President Gains Permanent CTR Waiver Power
Congress in December granted the president permanent authority to annually waive restrictions on the use of funds for threat reduction activities in the former Soviet Union. However, a Senate provision that would have eliminated those restrictions outright was removed in talks between House and Senate negotiators.
A temporary waiver authority, granted in 2002, expired at the end of September 2005.
The legislation that created the Cooperative Threat Reduction (CTR) program bars the disbursement of funds unless the president annually certifies that the recipient state is committed to meeting several criteria, including compliance with all arms control agreements.
The certification requirement became a major hurdle to threat reduction activities in Russia and other former Soviet states in 2002, when President George W. Bush refused to certify Russia’s commitment to complying with treaties banning chemical and biological weapons. That refusal, the first since the program began in 1991, triggered a freeze of CTR and some other threat reduction funds, stalling projects aimed at securing and dismantling surplus weapons and their fabrication facilities.
Congress responded by including authority to waive the certification in an annual bill authorizing spending for the Pentagon and the Department of Energy. With this waiver authority expiring at the end of fiscal year 2005, lawmakers debated whether to extend the temporary waiver authority for another two years, to make the authority permanent, or to remove the restrictions entirely.
In a June 3 letter to Senate Foreign Relations Committee chairman and long-time CTR sponsor Sen. Richard Lugar (R-Ind.), Secretary of State Condoleezza Rice endorsed the removal of the CTR restrictions but also stated that the administration was “willing to consider other alternatives,” such as permanent waiver authority.
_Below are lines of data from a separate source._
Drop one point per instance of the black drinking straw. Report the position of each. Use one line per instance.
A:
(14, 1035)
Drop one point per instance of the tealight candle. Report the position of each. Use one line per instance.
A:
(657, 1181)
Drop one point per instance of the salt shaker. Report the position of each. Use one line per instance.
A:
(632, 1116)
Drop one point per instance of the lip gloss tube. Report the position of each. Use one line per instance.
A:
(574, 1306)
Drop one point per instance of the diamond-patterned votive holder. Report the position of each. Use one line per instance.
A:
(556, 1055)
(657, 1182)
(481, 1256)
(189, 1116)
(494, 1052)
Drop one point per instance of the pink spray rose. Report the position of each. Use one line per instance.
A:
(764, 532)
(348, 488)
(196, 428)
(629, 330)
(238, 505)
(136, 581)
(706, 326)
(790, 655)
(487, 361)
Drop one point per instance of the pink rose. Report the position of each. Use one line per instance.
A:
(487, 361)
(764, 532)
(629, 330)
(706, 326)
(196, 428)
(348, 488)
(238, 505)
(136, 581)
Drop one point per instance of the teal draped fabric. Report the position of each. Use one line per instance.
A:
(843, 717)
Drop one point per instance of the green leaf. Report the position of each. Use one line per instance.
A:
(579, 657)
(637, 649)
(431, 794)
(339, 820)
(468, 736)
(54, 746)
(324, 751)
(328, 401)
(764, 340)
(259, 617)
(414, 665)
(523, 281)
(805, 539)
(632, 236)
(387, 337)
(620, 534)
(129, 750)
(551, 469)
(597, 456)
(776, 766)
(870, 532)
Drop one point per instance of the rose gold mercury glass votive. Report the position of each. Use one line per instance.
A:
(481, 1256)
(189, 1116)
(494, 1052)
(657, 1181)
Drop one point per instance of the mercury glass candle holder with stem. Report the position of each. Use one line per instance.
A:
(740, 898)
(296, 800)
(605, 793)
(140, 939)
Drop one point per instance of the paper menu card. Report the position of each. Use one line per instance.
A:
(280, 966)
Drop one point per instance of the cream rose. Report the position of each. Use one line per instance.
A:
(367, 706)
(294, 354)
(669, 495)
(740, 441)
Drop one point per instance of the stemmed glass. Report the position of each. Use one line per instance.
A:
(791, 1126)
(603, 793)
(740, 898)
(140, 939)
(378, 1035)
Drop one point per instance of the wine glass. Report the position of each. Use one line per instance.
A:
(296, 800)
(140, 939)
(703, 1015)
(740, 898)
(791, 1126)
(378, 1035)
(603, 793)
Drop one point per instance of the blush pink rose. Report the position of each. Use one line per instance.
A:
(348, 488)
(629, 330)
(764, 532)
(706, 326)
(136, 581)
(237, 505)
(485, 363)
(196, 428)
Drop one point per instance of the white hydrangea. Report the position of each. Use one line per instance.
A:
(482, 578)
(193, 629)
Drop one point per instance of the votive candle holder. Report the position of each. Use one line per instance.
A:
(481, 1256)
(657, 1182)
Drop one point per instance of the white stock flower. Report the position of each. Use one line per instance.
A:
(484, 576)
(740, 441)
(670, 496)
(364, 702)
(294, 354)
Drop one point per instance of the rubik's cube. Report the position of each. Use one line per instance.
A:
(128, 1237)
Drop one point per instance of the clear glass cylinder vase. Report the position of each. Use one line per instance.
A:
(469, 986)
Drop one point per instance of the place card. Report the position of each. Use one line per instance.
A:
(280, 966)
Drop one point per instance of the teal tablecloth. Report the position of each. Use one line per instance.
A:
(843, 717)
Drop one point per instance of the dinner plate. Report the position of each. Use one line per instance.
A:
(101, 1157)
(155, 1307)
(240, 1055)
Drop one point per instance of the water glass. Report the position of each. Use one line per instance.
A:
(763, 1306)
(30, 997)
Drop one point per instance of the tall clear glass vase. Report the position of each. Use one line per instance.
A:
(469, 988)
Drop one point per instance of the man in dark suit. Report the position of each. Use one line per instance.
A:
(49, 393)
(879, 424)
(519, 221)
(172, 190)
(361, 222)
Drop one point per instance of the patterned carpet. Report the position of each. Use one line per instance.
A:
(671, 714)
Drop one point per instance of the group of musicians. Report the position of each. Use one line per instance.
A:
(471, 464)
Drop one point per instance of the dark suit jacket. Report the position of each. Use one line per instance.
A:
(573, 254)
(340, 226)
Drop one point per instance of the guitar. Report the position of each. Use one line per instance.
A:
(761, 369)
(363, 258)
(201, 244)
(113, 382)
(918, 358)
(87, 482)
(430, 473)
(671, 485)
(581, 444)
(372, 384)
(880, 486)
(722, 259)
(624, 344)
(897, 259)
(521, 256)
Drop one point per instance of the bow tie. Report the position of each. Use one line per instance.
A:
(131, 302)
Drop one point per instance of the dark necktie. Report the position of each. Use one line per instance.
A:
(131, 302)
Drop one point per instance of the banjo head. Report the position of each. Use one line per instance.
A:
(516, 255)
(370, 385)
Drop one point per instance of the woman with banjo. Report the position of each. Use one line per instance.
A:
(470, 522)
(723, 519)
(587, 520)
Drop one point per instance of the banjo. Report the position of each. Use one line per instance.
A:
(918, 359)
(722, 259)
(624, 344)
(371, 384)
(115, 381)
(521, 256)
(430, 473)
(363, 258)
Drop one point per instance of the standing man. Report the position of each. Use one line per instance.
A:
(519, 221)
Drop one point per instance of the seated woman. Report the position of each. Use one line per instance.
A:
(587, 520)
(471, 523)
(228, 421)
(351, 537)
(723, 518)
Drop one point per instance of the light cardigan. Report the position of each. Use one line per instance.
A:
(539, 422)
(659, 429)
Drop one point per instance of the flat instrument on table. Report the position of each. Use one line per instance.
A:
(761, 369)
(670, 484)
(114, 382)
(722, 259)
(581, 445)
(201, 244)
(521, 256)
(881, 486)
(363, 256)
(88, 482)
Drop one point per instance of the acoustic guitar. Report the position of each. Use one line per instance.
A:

A Lugar amendment to the fiscal year 2006 defense authorization bill that would have eliminated the CTR restrictions was adopted by the Senate July 21 by a vote of 78 to 19. That language was not adopted by the House, and in negotiations between the two chambers on the final authorization bill, it was removed.
Under the 2002 legislation, the president was required to explain why any certification could not be granted and justify any waiver on national security grounds. In making the waiver authority permanent, Congress did not alter these requirements.